C’est quelque chose qui va sûrement de pair avec l’âge. Mais le propos reste le même dans mes trois films, c’est une tentative de découverte des limites […] Je trouve qu’il y a plein de choses similaires entre les ados de Sheitan et ceux de La Crème. La violence dans mes deux précédents films était plus visible. Là elle est en sous-texte, voire même plus dure.

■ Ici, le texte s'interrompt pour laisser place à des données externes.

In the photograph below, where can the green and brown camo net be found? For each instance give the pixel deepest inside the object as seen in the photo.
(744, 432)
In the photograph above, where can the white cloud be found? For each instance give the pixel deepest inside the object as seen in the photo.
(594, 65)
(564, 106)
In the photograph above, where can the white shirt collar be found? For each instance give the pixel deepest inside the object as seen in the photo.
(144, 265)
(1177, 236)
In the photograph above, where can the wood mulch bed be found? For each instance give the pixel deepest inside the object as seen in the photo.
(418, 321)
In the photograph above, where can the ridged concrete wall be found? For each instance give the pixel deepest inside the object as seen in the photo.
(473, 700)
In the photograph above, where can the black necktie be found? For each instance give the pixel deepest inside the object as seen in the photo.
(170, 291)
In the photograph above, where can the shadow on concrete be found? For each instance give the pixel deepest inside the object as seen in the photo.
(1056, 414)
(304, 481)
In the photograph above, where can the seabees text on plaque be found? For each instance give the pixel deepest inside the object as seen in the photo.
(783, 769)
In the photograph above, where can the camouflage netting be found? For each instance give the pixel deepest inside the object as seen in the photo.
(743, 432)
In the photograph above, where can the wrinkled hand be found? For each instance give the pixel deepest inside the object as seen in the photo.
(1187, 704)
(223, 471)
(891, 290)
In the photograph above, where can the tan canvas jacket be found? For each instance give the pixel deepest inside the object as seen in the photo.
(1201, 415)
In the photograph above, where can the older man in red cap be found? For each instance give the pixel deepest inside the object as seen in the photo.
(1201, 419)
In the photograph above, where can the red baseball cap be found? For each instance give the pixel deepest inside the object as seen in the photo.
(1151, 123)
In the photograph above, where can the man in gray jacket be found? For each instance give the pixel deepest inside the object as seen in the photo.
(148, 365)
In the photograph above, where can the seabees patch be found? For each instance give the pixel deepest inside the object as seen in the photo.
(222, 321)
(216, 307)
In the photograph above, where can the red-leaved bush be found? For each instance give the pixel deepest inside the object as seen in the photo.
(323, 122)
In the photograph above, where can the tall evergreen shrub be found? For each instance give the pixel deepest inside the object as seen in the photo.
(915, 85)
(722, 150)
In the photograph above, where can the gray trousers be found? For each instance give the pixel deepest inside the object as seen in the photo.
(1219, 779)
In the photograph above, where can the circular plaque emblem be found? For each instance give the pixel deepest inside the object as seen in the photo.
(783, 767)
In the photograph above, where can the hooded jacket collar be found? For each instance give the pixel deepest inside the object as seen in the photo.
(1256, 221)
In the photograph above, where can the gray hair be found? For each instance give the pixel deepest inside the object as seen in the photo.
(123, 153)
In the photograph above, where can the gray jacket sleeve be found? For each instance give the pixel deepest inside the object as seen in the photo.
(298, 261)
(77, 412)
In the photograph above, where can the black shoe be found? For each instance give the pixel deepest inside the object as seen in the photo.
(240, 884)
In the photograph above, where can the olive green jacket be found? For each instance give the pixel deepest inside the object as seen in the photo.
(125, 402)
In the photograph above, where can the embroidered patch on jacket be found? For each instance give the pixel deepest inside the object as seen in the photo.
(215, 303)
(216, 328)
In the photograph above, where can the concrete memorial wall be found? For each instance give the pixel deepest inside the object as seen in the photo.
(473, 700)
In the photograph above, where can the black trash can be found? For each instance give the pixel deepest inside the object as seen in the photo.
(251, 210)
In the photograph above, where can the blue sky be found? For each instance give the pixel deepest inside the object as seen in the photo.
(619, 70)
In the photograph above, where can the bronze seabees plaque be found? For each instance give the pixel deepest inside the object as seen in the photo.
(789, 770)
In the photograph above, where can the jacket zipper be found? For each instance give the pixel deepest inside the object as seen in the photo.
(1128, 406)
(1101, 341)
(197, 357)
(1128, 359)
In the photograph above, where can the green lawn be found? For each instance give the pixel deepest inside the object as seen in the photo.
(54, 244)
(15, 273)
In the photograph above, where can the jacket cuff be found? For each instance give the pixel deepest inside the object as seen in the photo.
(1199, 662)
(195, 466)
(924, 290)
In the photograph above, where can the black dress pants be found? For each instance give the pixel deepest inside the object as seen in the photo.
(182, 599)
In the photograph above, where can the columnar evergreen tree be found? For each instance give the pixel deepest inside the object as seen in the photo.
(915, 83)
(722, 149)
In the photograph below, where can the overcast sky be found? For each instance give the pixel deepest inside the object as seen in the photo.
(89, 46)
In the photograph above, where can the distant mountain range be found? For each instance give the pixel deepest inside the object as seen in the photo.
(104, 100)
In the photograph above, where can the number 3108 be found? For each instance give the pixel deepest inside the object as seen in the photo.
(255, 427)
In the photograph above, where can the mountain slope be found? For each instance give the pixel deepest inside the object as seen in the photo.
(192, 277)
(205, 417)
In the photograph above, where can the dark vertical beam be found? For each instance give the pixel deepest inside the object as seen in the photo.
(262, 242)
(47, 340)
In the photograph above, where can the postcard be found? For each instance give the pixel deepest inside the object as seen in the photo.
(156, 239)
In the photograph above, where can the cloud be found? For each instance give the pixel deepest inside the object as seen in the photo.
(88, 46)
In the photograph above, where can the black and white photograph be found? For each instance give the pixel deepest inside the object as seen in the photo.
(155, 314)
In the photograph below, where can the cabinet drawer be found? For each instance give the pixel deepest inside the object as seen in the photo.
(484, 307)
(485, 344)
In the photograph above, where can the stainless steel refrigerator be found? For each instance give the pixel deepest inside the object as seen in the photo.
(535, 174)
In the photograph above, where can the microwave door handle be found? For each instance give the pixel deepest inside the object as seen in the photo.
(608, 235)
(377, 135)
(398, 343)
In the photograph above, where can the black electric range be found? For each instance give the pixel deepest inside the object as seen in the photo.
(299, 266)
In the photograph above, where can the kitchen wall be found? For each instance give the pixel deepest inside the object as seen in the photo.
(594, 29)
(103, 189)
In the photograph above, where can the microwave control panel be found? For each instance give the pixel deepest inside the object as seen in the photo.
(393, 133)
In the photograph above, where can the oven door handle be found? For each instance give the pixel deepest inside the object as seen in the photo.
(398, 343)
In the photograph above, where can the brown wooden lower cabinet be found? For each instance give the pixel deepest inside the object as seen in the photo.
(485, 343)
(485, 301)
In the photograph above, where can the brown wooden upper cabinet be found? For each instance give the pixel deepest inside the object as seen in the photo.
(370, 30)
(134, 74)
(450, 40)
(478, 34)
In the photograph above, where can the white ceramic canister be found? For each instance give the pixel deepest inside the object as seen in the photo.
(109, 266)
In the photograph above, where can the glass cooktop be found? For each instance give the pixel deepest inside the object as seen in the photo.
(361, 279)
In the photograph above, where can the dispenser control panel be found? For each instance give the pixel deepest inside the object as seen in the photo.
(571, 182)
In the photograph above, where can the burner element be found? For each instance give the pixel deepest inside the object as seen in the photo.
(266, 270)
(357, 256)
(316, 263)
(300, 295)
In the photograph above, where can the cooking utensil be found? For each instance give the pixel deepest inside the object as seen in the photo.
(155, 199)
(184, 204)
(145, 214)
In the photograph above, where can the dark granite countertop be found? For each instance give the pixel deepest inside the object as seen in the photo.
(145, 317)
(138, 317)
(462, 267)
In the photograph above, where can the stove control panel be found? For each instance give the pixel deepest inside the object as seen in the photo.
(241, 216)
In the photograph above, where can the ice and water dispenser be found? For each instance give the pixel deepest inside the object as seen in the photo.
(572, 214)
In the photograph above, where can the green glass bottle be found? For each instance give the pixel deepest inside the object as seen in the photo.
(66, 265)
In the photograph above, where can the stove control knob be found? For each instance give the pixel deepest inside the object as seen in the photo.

Quoi qu’il en soit, Kim Chapiron est en perpétuelle quête de renouvellement. Il n’a pas perdu son goût pour la provocation et aime toujours jouer avec les spectateurs. Il veut être là où on ne l’attend pas, et passe avec aisance d’un genre cinématographique à un autre, toujours avide d’expériences inédites. L’adolescence, le réalisateur de 33 ans la laisse désormais derrière lui et compte se concentrer dans son prochain film sur un personnage de son âge :
J’aimerais traiter de ce moment spécial, lorsque l’on rompt avec sa famille de sang pour se fabriquer une famille nucléaire. Notamment avec ce personnage qui vit ce que je vis… Finalement, dans un film on parle de soi et encore une fois, je veux être en phase avec ce que je vis.